Lors de l’ouverture de la nouvelle décharge contrôlée en novembre 2021, la commune de Casablanca s’était engagée à la fermer trois ans après, estimant que son casier de 11 ha ne pouvait être exploité plus longtemps.
En juin 2022, un appel d’offres avait été lancé pour doter la décharge d’un second casier , le casier initial étant quasiment plein. Le casier objet du marché qui vient d'être lancé est le troisième de la décharge.
L’aménagement de l’extension des deux casiers existants traduit le retard du projet de mise en place de l’usine d’enfouissement et de valorisation des déchets, prévu pour début 2025.

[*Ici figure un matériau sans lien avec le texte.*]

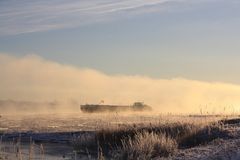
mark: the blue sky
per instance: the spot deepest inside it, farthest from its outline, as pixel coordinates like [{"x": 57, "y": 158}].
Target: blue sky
[{"x": 193, "y": 39}]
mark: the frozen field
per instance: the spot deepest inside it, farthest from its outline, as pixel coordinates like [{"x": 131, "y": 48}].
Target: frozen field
[{"x": 51, "y": 136}]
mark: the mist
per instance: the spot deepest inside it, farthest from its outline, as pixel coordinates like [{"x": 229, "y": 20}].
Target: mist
[{"x": 39, "y": 81}]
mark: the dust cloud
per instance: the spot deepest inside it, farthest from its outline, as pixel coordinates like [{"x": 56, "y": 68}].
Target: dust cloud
[{"x": 31, "y": 83}]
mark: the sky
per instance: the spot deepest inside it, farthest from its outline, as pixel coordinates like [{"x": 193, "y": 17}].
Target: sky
[{"x": 154, "y": 42}]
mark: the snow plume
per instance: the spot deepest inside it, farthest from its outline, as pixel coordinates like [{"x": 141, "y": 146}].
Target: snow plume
[{"x": 34, "y": 80}]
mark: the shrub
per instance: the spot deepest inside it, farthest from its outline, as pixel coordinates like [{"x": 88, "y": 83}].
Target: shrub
[{"x": 147, "y": 145}]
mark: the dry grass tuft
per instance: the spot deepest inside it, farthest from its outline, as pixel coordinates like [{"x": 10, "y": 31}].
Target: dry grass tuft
[{"x": 147, "y": 145}]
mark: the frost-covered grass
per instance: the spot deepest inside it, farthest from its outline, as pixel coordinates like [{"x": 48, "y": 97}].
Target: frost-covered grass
[{"x": 146, "y": 141}]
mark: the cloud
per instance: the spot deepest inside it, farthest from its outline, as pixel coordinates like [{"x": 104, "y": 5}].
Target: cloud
[
  {"x": 32, "y": 78},
  {"x": 33, "y": 16}
]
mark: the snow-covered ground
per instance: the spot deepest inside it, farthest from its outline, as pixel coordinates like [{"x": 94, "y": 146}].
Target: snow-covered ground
[{"x": 55, "y": 133}]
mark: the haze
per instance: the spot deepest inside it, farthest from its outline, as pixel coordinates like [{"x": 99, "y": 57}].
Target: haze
[{"x": 178, "y": 56}]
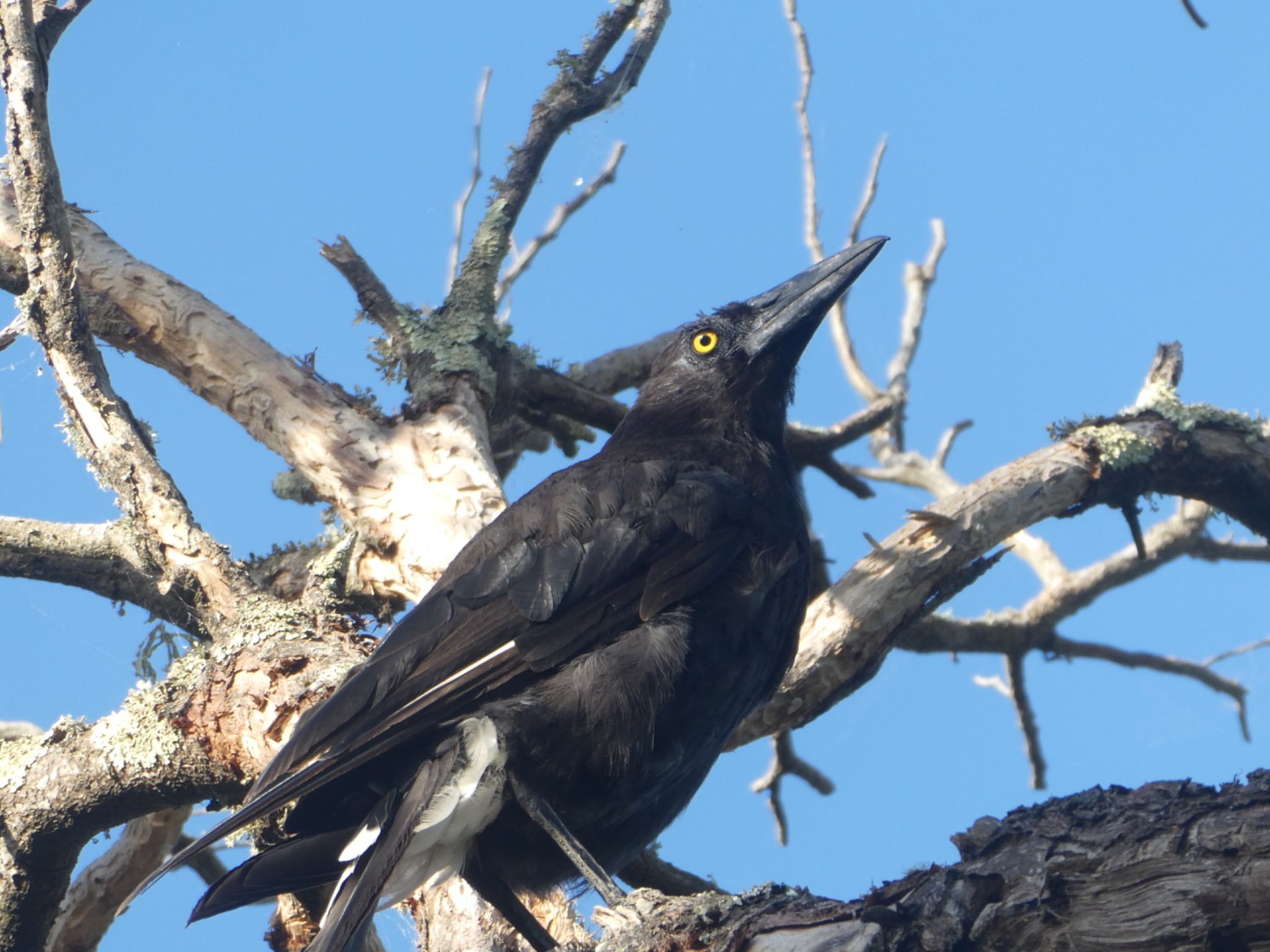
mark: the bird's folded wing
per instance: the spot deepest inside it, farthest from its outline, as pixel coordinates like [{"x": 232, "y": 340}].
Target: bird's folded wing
[{"x": 548, "y": 580}]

7,5 hectares supplémentaires
Le coût de réalisation de ce nouveau casier, d’une surface de 7,5 ha subdivisée en deux alvéoles, est estimé à 31,5 millions de DH (31.182.862,97 DH). Le délai de son aménagement est fixé à six mois et l’ouverture des plis est prévue pour le 23 novembre prochain.
Les travaux d’aménagement de ce nouveau casier portent notamment sur :
- Le raccordement (soudure) du nouveau dispositif d’étanchéité de l’extension à celui des casiers en cours d’exploitation :
- Le raccordement du réseau de drainage des lixiviats à la bâche de lixiviats ;
- La mise en place d’un réseau de gestion des eaux pluviales ;
- L’aménagement de la voie périphérique d’accès au casier ;
- La fourniture et la mise en place de projecteurs d’éclairage du casier d’extension n°3.
Plan du troisième casier de la décharge contrôlée
Un dossier politisé
Le projet de réalisation de l’usine d’enfouissement et de valorisation de déchets de Médiouna a suscité un long débat lors de la dernière session ordinaire du Conseil régional de Casablanca-Settat, tenue début octobre. Il y avait eu plusieurs passages critiques d’élus de la majorité, notamment du PAM et de la province de Médiouna, qui avaient dénoncé le fait que la province a toujours été désignée pour accueillir ce genre de projets, mais aussi le flou qui persiste autour du foncier qui devra abriter cette usine.
En effet, dans un courrier adressé en mai 2023 à la maire de Casablanca, le ministère de l’Intérieur l’avait informée que la commune d’Al Majjatia Oulad Taleb ne pouvait accueillir le futur ce futur centre d’enfouissement et de valorisation des déchets car il ne correspondait pas aux orientations du plan d’aménagement de celle-ci, adopté en 2019.
Pour apaiser les tensions, Abdellatif Maâzouz, président de la région, avait alors suspendu la session pour se réunir avec les membres du conseil. A sa reprise, il avait annoncé avoir trouvé un arrangement avec les élus. Il a ainsi été décidé d’ajouter deux conditions au déblocage de la participation de la région à ce projet :
- Le foncier doit d’abord être identifié ;
- Le centre d’enfouissement et de valorisation des déchets peut être construit dans la province de Médiouna ou toute autre province du Grand Casablanca.
La convention relative à la réalisation de cette usine a par la suite été adoptée par le Conseil régional, après son adoption par le Conseil de la ville de Casablanca, mais le blocage semble persister, retardant ainsi sa mise en œuvre.
Pour éviter de se retrouver avec des montagnes de déchets, comme ce fut le cas dans l’ancienne décharge sauvage, la SDL lance alors le présent appel d’offres.